Using data pooled from 17 clinical trials submitted to the FDA between 2007 and 2017 evaluating chemotherapy, targeted therapy, and immunotherapy in patients with NSCLC, the aim of the MIT researchers—who conducted their study in collaboration with Dr. Sean Khozin, director of the U.S. Food and Drug Administration’s Information Exchange and Data Transformation (INFORMED) program—was to determine the main drivers behind patient response and survival for each treatment modality. Reflecting recent advances in the treatment of NSCLC, their study is thought to be the largest of its kind that considers biomarker status and inhibitor therapy as candidate predictive variables.
The researchers found that biomarker status is the strongest predictor of overall response, progression-free survival, and overall survival in patients with NSCLC treated with immune checkpoint inhibitors and targeted therapies. However, they also found that single biomarkers have limited predictive value in patients treated with a programmed death-ligand 1 (PD-L1) immunotherapy. “Although genomic profiling is common in clinical trials these days, the data isn’t collected in a coordinated way to be able to examine it holistically,” noted Kien Wei Siah and Chi Heem Wong, both Ph.D. students in MIT’s Laboratory for Financial Engineering (LFE) and Computer Science and Artificial Intelligence Laboratory (CSAIL), who co-authored the study.
Being able to more accurately predict clinical outcomes in patients based on their individual characteristics is a major component in accelerating the entire drug development process and improving healthcare delivery. “Researchers and clinicians can make more informed decisions when designing clinical trials, all stakeholders can better measure, and thus manage, the risks associated with therapeutic development, and most importantly, patients with NSCLC can receive better and more effective care,” said Andrew W. Lo, senior author of the study and director of the LFE as well as a CSAIL Principal Investigator.

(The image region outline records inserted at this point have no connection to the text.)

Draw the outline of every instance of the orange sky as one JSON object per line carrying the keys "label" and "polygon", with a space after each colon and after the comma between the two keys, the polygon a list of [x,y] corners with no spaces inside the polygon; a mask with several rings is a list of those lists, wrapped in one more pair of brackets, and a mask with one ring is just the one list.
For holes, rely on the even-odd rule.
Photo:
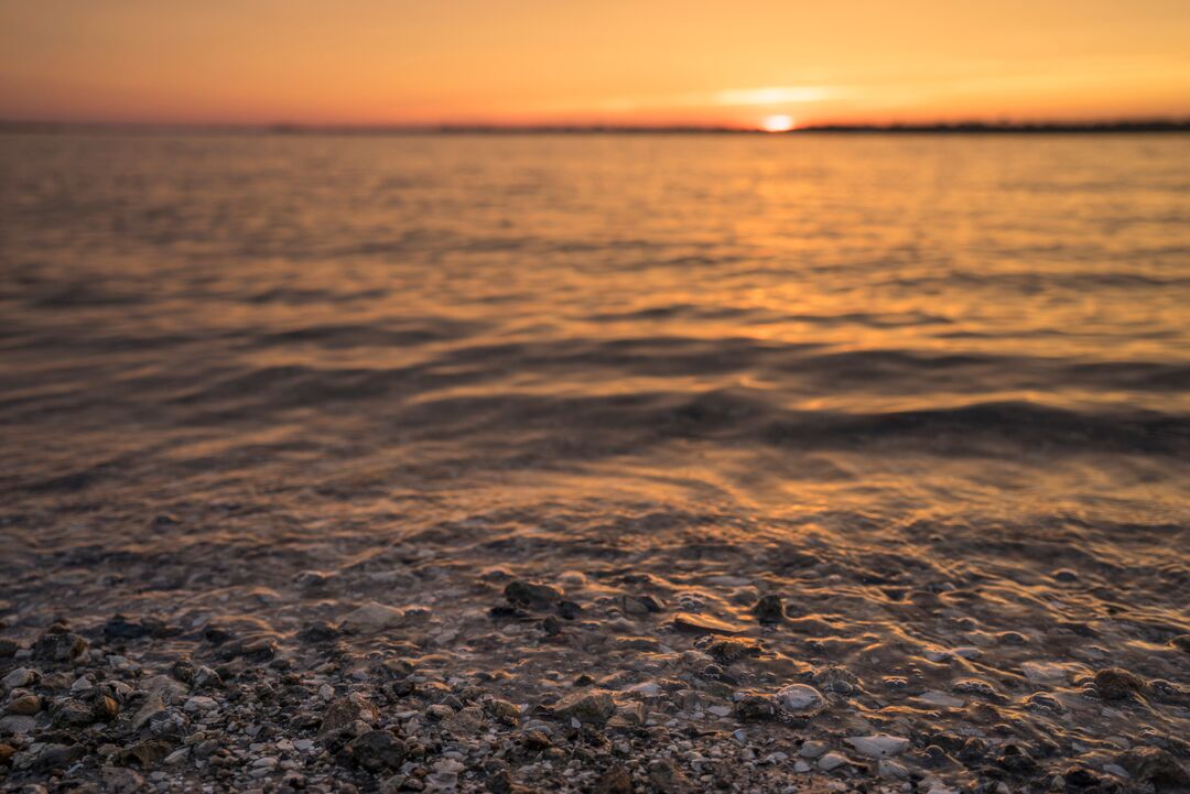
{"label": "orange sky", "polygon": [[0,0],[0,118],[1190,115],[1188,0]]}

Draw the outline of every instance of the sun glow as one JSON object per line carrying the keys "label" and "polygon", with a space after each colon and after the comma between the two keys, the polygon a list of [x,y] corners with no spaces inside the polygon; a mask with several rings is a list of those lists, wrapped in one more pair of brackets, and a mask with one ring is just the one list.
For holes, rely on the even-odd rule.
{"label": "sun glow", "polygon": [[789,132],[794,128],[791,115],[768,115],[760,122],[760,128],[765,132]]}

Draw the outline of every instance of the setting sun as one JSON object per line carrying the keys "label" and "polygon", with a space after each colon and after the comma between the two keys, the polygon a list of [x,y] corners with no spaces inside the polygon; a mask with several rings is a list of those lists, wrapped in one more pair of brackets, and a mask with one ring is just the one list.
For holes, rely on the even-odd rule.
{"label": "setting sun", "polygon": [[765,132],[789,132],[794,128],[794,118],[789,115],[765,116],[760,122],[760,128]]}

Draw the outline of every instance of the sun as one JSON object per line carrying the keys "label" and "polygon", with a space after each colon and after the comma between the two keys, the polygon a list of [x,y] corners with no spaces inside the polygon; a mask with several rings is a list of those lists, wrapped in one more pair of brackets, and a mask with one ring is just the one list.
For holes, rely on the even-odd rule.
{"label": "sun", "polygon": [[794,128],[794,116],[768,115],[760,122],[760,128],[765,132],[789,132]]}

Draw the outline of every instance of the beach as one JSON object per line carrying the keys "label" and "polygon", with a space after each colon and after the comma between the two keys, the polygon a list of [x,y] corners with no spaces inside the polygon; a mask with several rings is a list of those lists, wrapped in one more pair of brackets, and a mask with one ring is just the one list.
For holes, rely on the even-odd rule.
{"label": "beach", "polygon": [[0,137],[0,788],[1186,789],[1186,163]]}

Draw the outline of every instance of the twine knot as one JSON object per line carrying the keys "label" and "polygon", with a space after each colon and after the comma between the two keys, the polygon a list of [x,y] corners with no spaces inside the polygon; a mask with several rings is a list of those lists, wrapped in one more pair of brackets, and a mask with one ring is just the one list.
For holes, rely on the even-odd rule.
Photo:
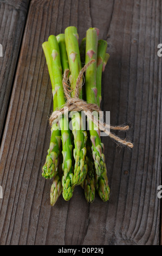
{"label": "twine knot", "polygon": [[96,104],[88,103],[86,101],[81,100],[79,97],[80,89],[82,86],[82,78],[83,74],[88,67],[94,62],[95,60],[94,59],[90,60],[81,70],[76,82],[75,96],[73,98],[71,97],[71,93],[72,92],[72,88],[69,86],[68,83],[68,76],[69,70],[68,69],[66,69],[65,70],[62,79],[62,84],[65,97],[67,101],[65,105],[63,106],[60,109],[55,111],[53,112],[49,118],[49,124],[51,126],[53,123],[56,123],[59,121],[60,117],[63,114],[65,115],[66,114],[67,114],[69,112],[83,111],[85,114],[87,116],[88,120],[92,120],[94,124],[98,127],[99,131],[102,131],[105,132],[116,143],[120,144],[120,145],[127,146],[129,148],[132,148],[133,147],[133,144],[132,142],[126,139],[122,139],[110,131],[110,130],[126,131],[129,129],[128,125],[113,126],[112,125],[109,125],[104,122],[101,121],[100,119],[94,117],[92,114],[94,111],[101,113],[102,111],[100,108]]}

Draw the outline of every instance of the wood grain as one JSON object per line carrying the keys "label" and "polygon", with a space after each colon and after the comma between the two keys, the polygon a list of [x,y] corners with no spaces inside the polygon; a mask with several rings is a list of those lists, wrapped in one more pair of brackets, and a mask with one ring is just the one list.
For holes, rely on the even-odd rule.
{"label": "wood grain", "polygon": [[[160,0],[33,0],[25,26],[0,153],[1,245],[158,245],[161,155]],[[111,192],[88,204],[77,187],[50,206],[41,176],[50,139],[52,96],[42,43],[49,35],[100,29],[111,58],[103,109],[112,125],[128,123],[133,150],[103,138]]]}
{"label": "wood grain", "polygon": [[0,140],[10,99],[29,0],[0,1]]}

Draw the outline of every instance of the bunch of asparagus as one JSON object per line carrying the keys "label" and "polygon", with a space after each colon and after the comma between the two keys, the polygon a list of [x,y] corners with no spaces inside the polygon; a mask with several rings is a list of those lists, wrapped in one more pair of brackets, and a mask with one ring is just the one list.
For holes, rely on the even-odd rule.
{"label": "bunch of asparagus", "polygon": [[[64,34],[50,35],[42,44],[52,86],[54,111],[59,111],[66,103],[62,84],[64,71],[69,70],[69,91],[71,97],[75,97],[79,73],[91,60],[95,61],[81,81],[79,95],[80,99],[100,107],[102,74],[109,56],[106,53],[106,41],[98,40],[99,33],[98,28],[89,28],[79,45],[77,28],[68,27]],[[53,123],[49,148],[42,168],[42,176],[53,179],[51,205],[55,204],[61,194],[64,200],[69,200],[77,185],[84,189],[88,202],[94,201],[95,191],[102,200],[107,201],[109,187],[100,130],[88,119],[89,129],[87,126],[83,127],[80,112],[70,116],[72,129],[66,114]]]}

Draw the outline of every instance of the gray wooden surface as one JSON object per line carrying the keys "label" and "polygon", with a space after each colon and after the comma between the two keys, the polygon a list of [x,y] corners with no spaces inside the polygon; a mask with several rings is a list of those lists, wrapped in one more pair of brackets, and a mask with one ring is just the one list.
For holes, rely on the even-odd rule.
{"label": "gray wooden surface", "polygon": [[0,1],[0,139],[5,121],[29,0]]}
{"label": "gray wooden surface", "polygon": [[[1,1],[1,8],[8,2]],[[161,12],[160,0],[31,1],[1,147],[1,245],[159,243]],[[41,45],[69,26],[77,27],[80,41],[90,27],[107,40],[111,58],[103,76],[102,108],[111,111],[111,124],[130,125],[126,134],[117,134],[127,136],[134,148],[103,138],[109,202],[96,195],[89,205],[77,187],[70,201],[60,197],[52,208],[51,181],[41,176],[53,106]]]}

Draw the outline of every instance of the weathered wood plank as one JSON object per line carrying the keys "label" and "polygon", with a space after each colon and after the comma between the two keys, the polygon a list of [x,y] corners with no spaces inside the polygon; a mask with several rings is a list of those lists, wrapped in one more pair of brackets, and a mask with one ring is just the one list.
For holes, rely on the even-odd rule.
{"label": "weathered wood plank", "polygon": [[0,139],[8,106],[29,0],[0,1]]}
{"label": "weathered wood plank", "polygon": [[[161,155],[160,0],[33,0],[30,4],[0,153],[2,245],[158,245]],[[128,122],[132,150],[103,138],[111,189],[88,205],[81,187],[51,208],[41,176],[50,139],[50,83],[41,44],[76,26],[107,39],[103,108],[112,125]],[[119,132],[120,136],[126,135]]]}

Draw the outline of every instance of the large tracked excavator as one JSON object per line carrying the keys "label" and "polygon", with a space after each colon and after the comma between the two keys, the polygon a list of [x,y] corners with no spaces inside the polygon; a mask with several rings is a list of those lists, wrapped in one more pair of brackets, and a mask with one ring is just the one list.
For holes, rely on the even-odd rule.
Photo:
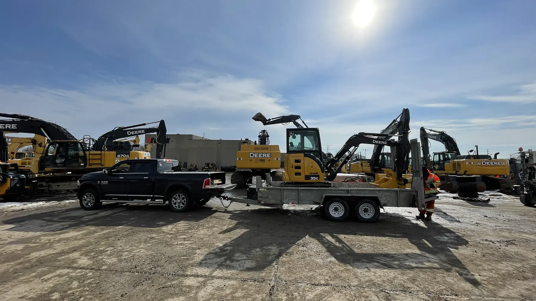
{"label": "large tracked excavator", "polygon": [[[513,181],[509,178],[510,163],[507,159],[497,159],[497,153],[492,157],[489,155],[478,153],[478,148],[474,154],[461,155],[456,140],[443,131],[420,129],[421,147],[422,159],[428,169],[432,170],[441,180],[441,189],[449,192],[458,191],[459,184],[466,178],[462,176],[472,176],[467,179],[476,182],[474,190],[479,192],[486,190],[504,190],[512,186]],[[434,153],[430,155],[429,140],[441,142],[445,151]]]}
{"label": "large tracked excavator", "polygon": [[[0,117],[11,118],[0,119],[0,129],[5,132],[41,135],[47,139],[39,157],[10,160],[16,163],[21,172],[26,175],[32,193],[71,192],[76,188],[77,180],[84,174],[102,170],[123,158],[147,157],[144,152],[132,157],[132,152],[129,157],[118,157],[115,150],[96,148],[92,150],[91,141],[94,147],[99,140],[95,142],[90,137],[84,141],[78,140],[65,128],[32,116],[0,113]],[[160,139],[157,139],[157,158],[163,156],[165,132],[164,126],[158,135]]]}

“Our study highlights the need to include more relevant data points—for example, composite multi-omic signatures, electronic medical records, and text-based information extracted from the biomedical literature—in clinical trial data collection pipelines that can serve as predictive variables,” Lo adds. “We hope to pursue these datasets in future research and welcome potential collaborators to engage with us at the LFE.”
About the MIT Laboratory for Financial Engineering
The MIT Laboratory for Financial Engineering (LFE) is a research center focused on the quantitative analysis of financial markets and institutions using mathematical, statistical, and computational models and methods. The goal of the LFE is to support and promote academic advances in financial engineering and computational finance that can be directly applied for the betterment of the world. To do that, LFE faculty, students, and staff engage with industry professionals, regulators, policymakers, and other stakeholders to develop and apply new financial technologies to practical and socially important settings.